Halifax-based Emera Energy has selected GE to upgrade its COD 2000 Tiverton Power 1 × 1 7FA.03-powered combined cycle to increase efficiency, generating capability, and availability—all while reducing operating costs and environmental impacts. Emera acquired the plant, which dispatches to ISO-New England, from Calpine Corp in 2013.

Tiverton would be the first North American combined cycle to incorporate three FlexEfficiency™ upgrades from the OEM: a new Dot-04 compressor, DLN 2.6+ combustion system, and GE’s Advanced Gas Path technology solution. Expectations are that Tiverton Power would save about $1 million annually in fuel, extract an additional 22 MW from the 265-MW combined cycle, and reduce heat rate by 3.4% at ISO conditions.

The three upgrades are scheduled for implementation during a planned maintenance outage in April 2016 and expectations are commissioning will be about a month later.

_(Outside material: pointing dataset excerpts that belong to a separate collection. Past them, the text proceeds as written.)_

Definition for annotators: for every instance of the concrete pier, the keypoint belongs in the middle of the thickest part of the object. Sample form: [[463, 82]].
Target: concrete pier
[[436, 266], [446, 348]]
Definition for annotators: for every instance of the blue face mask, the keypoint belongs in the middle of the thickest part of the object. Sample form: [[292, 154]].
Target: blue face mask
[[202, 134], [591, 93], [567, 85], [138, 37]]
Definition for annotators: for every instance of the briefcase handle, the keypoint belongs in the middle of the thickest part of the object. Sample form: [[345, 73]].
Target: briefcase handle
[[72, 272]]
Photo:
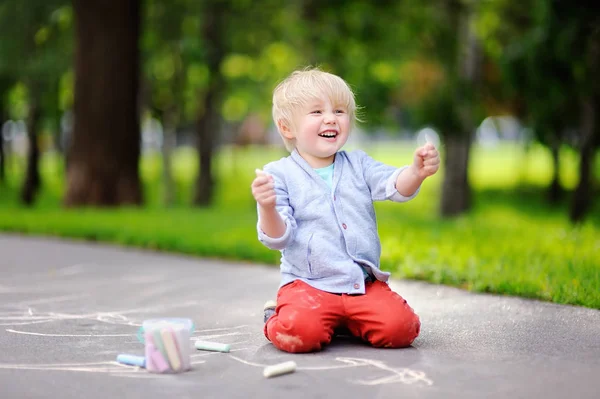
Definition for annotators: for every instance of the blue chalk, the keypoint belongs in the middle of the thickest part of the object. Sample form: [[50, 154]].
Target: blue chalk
[[132, 360]]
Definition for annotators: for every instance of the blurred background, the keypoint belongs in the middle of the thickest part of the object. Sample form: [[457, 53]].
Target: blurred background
[[141, 122]]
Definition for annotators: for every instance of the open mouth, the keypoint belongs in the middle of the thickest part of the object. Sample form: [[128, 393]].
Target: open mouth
[[329, 134]]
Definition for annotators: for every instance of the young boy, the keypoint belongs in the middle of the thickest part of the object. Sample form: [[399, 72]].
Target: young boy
[[316, 207]]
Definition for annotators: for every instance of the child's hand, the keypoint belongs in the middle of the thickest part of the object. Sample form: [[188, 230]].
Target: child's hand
[[426, 161], [263, 189]]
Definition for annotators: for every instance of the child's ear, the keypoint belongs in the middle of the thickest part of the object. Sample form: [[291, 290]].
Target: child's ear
[[285, 129]]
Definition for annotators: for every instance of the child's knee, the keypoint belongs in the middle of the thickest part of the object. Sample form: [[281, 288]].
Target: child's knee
[[298, 337], [398, 332]]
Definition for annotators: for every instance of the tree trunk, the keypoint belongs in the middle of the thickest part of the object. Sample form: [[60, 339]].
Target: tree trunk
[[582, 198], [31, 184], [170, 120], [2, 156], [208, 121], [4, 86], [105, 149], [555, 191], [456, 191]]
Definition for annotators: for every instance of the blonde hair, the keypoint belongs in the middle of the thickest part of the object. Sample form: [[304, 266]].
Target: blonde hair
[[303, 86]]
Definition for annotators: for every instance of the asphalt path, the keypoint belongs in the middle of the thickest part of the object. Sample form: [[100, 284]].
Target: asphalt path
[[68, 309]]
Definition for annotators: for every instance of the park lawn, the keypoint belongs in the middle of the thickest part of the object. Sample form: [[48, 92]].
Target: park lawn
[[511, 243]]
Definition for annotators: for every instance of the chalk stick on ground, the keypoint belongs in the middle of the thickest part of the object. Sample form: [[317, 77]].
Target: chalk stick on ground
[[279, 369], [212, 346], [132, 360]]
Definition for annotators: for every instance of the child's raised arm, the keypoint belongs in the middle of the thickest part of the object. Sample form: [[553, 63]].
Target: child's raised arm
[[426, 163], [263, 190]]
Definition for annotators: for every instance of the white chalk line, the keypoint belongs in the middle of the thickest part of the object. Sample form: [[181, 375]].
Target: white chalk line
[[69, 335], [403, 375], [221, 329]]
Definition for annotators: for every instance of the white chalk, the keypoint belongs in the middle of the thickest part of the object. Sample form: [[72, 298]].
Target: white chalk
[[279, 369], [212, 346]]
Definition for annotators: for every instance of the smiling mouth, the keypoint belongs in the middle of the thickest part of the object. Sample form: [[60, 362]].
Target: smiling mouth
[[328, 134]]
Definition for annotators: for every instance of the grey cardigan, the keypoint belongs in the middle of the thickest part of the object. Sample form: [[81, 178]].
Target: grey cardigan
[[331, 232]]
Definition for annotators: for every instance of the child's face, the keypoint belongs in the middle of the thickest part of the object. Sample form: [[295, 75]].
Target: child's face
[[320, 128]]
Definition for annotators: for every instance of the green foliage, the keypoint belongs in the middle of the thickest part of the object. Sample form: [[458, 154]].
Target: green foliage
[[511, 243]]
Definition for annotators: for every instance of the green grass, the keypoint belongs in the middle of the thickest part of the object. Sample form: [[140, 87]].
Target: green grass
[[511, 243]]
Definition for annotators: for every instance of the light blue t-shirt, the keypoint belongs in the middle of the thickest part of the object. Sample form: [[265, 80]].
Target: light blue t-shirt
[[326, 174], [329, 230]]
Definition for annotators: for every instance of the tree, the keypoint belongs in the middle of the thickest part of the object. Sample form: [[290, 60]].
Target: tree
[[105, 150], [208, 122], [31, 34]]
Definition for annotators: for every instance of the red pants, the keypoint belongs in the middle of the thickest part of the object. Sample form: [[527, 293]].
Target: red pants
[[305, 317]]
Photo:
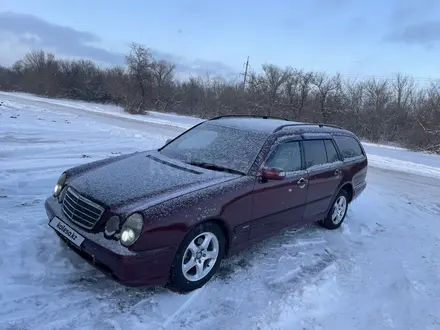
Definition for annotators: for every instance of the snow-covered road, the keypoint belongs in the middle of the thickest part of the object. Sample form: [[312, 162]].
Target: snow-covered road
[[381, 270]]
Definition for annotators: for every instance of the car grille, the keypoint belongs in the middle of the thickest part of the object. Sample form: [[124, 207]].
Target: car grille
[[81, 210]]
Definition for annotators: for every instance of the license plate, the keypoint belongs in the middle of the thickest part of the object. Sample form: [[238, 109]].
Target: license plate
[[66, 231]]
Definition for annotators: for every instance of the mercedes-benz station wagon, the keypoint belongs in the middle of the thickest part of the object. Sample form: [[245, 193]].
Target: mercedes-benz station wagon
[[169, 216]]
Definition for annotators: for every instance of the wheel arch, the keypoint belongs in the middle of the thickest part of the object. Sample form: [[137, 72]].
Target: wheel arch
[[348, 187]]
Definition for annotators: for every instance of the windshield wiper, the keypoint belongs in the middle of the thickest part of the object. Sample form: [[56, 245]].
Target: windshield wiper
[[215, 167]]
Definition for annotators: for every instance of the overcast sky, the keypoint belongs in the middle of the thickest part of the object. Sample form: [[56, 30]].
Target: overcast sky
[[354, 37]]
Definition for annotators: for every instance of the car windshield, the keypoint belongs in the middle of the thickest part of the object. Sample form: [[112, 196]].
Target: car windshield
[[215, 146]]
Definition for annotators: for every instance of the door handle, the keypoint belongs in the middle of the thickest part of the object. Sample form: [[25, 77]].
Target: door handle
[[302, 182]]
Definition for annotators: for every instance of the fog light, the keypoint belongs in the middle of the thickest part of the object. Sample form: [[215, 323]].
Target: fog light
[[60, 184]]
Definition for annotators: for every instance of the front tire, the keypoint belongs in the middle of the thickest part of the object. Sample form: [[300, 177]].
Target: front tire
[[197, 258], [337, 212]]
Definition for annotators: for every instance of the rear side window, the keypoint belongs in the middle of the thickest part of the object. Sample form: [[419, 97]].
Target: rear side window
[[287, 157], [315, 153], [348, 146], [332, 154]]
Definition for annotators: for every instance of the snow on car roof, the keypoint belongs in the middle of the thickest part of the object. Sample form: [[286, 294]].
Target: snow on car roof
[[258, 124]]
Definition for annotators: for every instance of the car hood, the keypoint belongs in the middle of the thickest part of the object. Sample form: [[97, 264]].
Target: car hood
[[145, 175]]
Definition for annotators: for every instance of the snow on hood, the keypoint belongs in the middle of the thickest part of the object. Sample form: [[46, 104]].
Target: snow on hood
[[142, 175]]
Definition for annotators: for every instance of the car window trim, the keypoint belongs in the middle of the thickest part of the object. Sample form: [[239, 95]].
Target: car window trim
[[364, 153], [334, 145], [329, 165], [282, 140]]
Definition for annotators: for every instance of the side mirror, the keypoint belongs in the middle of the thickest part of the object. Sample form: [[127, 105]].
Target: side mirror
[[272, 174]]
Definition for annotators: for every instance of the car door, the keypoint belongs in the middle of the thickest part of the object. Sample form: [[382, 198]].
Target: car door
[[278, 204], [324, 169]]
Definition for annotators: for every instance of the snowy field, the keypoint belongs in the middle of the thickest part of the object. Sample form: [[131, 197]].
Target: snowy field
[[381, 270]]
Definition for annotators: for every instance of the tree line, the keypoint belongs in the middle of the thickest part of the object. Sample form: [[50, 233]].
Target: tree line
[[394, 110]]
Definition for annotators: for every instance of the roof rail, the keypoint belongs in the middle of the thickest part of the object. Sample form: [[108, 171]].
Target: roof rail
[[249, 116], [330, 125], [306, 124]]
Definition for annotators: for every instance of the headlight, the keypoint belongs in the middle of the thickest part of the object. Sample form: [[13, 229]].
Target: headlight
[[132, 229], [60, 184], [112, 226]]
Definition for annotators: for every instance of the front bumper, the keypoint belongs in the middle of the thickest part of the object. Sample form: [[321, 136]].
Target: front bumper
[[112, 259]]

Inspection guide for drum-level instrumentation

The 2015 edition of “Boiler Inspection Guidelines for Drum Level Instrumentation,” issued by Clark-Reliance Corp, concisely presents inspection requirements for ease of reference by O&M personnel. The basis for the seemingly indestructible, spiral-bound 5.5 × 8 in. book is Section I of the ASME Boiler & Pressure Vessel Code. It includes requirements for water columns, water gage valves, gage glass, remote level indicators, magnetic water-level gages and water-column isolation shutoff valves.

The information is up-to-date and incorporates 2013 Code changes, and recommendations from Section 7. Additionally, the guidebook lists the most common non-compliant drum-level equipment arrangements and recommended solutions. The book is free to qualified recipients.